27 January 2008

Street Fighting Mathematics

18.098/6.099. Street Fighting Mathematics, a course currently being offered during MIT's Independent Activities Period, by Sanjoy Mahajan. (I got a call from MIT asking me for money tonight; I donated some; that got me thinking about the Institute so I poked around the web site a bit.)

The course description is as follows:
The art of guessing results and solving problems without doing a proof or an exact calculation. Techniques include extreme-cases reasoning, dimensional analysis, successive approximation, discretization, generalization, and pictorial analysis. Application to mental calculation, solid geometry, musical intervals, logarithms, integration, infinite series, solitaire, and differential equations. (No epsilons or deltas are harmed by taking this course.)
Personally, I always thought the epsilons and deltas were harming me. The text (a draft version of which can be found on the course web page) stresses the idea that approximate answers, heuristics, etc. are more valuable than they are often claimed to be, which is a question that Mahajan also took on in his PhD thesis, which is a combination of a version of such a textbook and some extended examples on what one might call "research-level" problems, one of which is a probabilistic model of the primes which it is too late at night to seriously read.
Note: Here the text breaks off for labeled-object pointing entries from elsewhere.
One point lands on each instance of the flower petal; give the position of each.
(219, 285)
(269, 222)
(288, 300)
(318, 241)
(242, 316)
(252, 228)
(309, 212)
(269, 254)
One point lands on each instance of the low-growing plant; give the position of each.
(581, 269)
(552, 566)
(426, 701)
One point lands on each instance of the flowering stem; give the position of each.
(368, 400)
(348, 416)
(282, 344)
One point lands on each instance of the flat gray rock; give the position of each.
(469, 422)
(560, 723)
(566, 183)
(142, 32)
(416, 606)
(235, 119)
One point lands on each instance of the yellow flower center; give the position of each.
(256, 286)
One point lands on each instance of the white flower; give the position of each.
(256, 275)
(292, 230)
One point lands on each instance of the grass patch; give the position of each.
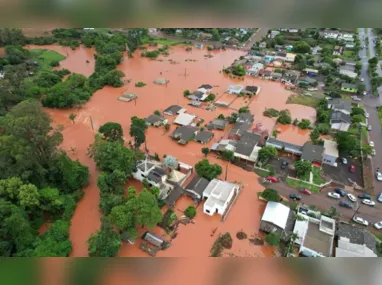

From a quick poke around the web page, it looks like Mahajan also offered a similar, but more physics-oriented course in IAP 2006, as well as TAing a couple more substantial courses in the same vein at Caltech called "Order-of-Magnitude Physics". (The MIT IAP course meets three hours a week for four weeks and carries one-quarter the credit that a "normal" course at MIT would carry; the Caltech courses appear to have met three hours a week for ten weeks. As such, they have more problem sets. But they're also more physics-y, which may be good or bad depending on how you feel about physics.

3 comments:

Anonymous said...

Speaking about these harmful epsilons and deltas, you don't have to put up with them any longer. You can take an approach to calculus via algebra and uniform estimates. I tried to explain it to the John Armstong, "The Unapologetic Mathematician,"
in my remarks about his proof of
the chain rule
, but he didn't like the idea, maybe you will. Sanjoy was quite interested, by the way.

Anonymous said...

He did something like this when he taught at Mathcamp.

Anonymous said...

Who is "he?" John or Sanjoy? And when was the mathcamp?